A study by New York's Columbia University Law School found that of the 600 lower-court capital cases reviewed by the Supreme Court under habeas petitions between 1978 and 1995, 40 percent were faulty or contained evidence of innocence. Fifty-four individuals have been released from death row since 1976.
Last year, the Supreme Court found that Louisiana police had withheld evidence that could prove the defendant innocent. (Police did not disclose to the jury or the defense that an eyewitness to the crime said the killer was 5 feet, 4 inches tall and weighed 150 pounds. The man convicted was 6 feet, 1 inch and weighed 125 pounds.)
If Congress passes the habeas legislation, prisoners will have one year to file a habeas petition. In addition, federal courts will be able to reverse a state-court ruling only if a federal judge can prove the state court was "unreasonable" in its ruling under current Supreme Court precedents.
Even moderate observers like Harvard University law professor Daniel Meltzer say these changes will set impossibly high standards for federal judges. "It will be very hard for a federal judge to find a state judge 'unreasonable,'" he says.
Federal law clerks will find themselves reviewing petitions that show constitutional violations, but they will be unable to take the cases, says Leslie Hagin of the National Association of Criminal Defense Lawyers.
For this reason, many scholars say the change in habeas will inevitably lead to a fight between the Supreme Court and Congress over power to interpret cases under the Constitution.
Critics say the bill represents the de facto end of a historic right: "From 1789, when the first judiciary act was passed, until 1996 every state prisoner has had a right by filing a writ to get independent judicial review," says James Liebman, a Columbia University law professor. "That ends with this bill."

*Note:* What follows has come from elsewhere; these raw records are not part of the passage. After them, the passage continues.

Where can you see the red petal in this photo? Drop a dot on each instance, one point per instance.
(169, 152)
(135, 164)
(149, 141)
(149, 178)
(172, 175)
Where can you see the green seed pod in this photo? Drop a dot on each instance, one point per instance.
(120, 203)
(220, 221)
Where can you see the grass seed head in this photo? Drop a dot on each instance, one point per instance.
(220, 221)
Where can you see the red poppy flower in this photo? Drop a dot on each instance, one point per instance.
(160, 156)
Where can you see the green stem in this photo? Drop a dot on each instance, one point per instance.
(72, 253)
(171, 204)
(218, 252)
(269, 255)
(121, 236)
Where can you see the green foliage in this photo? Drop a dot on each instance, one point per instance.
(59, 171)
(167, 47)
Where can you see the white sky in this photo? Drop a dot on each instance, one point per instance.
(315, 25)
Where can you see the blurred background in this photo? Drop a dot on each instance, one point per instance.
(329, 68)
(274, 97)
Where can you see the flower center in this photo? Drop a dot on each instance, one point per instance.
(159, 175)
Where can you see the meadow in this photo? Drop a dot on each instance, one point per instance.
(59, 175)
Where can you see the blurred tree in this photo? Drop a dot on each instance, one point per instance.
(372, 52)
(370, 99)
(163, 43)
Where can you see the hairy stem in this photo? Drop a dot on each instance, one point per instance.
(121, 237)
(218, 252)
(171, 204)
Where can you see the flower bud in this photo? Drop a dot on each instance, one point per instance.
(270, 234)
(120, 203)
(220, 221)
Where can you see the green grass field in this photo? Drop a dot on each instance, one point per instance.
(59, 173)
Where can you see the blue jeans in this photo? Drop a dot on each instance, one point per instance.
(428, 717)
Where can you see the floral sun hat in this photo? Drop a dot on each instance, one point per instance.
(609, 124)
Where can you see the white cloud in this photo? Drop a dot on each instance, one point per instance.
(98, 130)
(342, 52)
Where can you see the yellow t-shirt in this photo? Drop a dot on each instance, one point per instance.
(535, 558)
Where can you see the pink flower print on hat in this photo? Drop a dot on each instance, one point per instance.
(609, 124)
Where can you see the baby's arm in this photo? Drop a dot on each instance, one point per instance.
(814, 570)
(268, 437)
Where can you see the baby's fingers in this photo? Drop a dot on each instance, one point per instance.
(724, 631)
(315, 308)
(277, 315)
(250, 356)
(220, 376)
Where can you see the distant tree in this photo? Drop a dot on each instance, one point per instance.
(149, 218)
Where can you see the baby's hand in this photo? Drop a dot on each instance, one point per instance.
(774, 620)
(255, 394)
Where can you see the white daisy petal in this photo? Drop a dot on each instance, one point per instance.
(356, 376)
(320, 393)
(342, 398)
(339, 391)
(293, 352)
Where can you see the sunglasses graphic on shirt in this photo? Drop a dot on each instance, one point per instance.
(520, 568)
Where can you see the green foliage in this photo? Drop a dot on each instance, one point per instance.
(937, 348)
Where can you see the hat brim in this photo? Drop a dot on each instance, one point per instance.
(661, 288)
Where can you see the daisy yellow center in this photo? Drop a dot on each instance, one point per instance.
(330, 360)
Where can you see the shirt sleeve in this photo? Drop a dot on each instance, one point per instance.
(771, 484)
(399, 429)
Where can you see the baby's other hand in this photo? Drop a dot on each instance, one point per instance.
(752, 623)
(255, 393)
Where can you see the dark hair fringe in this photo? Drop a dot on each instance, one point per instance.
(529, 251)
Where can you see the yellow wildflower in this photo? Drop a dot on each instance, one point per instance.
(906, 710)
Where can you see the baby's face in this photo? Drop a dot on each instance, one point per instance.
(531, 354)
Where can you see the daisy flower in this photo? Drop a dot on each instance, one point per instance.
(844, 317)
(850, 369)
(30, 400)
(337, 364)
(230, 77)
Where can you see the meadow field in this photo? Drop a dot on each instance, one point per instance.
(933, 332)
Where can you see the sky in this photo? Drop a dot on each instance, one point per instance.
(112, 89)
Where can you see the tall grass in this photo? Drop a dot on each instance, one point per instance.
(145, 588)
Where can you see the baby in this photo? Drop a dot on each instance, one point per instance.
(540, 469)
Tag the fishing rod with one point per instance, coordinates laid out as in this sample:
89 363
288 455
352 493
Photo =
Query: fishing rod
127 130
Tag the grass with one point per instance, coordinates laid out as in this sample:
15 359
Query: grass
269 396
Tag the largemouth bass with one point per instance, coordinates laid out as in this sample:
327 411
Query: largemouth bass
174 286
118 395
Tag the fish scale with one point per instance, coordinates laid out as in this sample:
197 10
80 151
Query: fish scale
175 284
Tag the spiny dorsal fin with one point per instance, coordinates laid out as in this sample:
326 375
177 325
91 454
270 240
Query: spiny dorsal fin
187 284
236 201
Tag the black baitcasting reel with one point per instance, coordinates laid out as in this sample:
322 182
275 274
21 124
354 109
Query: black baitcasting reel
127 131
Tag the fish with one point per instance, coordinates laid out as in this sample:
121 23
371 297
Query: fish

But Paul Cassell, a University of Utah law professor who consults with Hatch, says that in the past 20 years state courts have become much more sensitive to prisoners' rights. "Since these courts have improved, why do we need to spend more time litigating?" he says. "Habeas is still there [under the reform bill]; it is just speeded up."
"It is time that federal courts stopped second-guessing state courts and constantly reopening cases," says Thomas Getty, special assistant to California Attorney General Daniel Lundgren, a principal proponent of habeas reform.
Last week, the Clinton administration sent legal counsel Abner Mickva to House habeas reform leader Henry Hyde (R) of Illinois with a habeas compromise. Hatch used the White House foray to say on the Senate floor that Clinton is soft on crime, a tough charge in an election year.
Yet Dr. Yackle is puzzled by GOP habeas reformers' claims that the new bill will speed up executions.
"There are 20 pages of technical legal language in the bill that will take five to six years to deal with," Yackle says. "There is scarcely a line that won't require a good bit of litigation."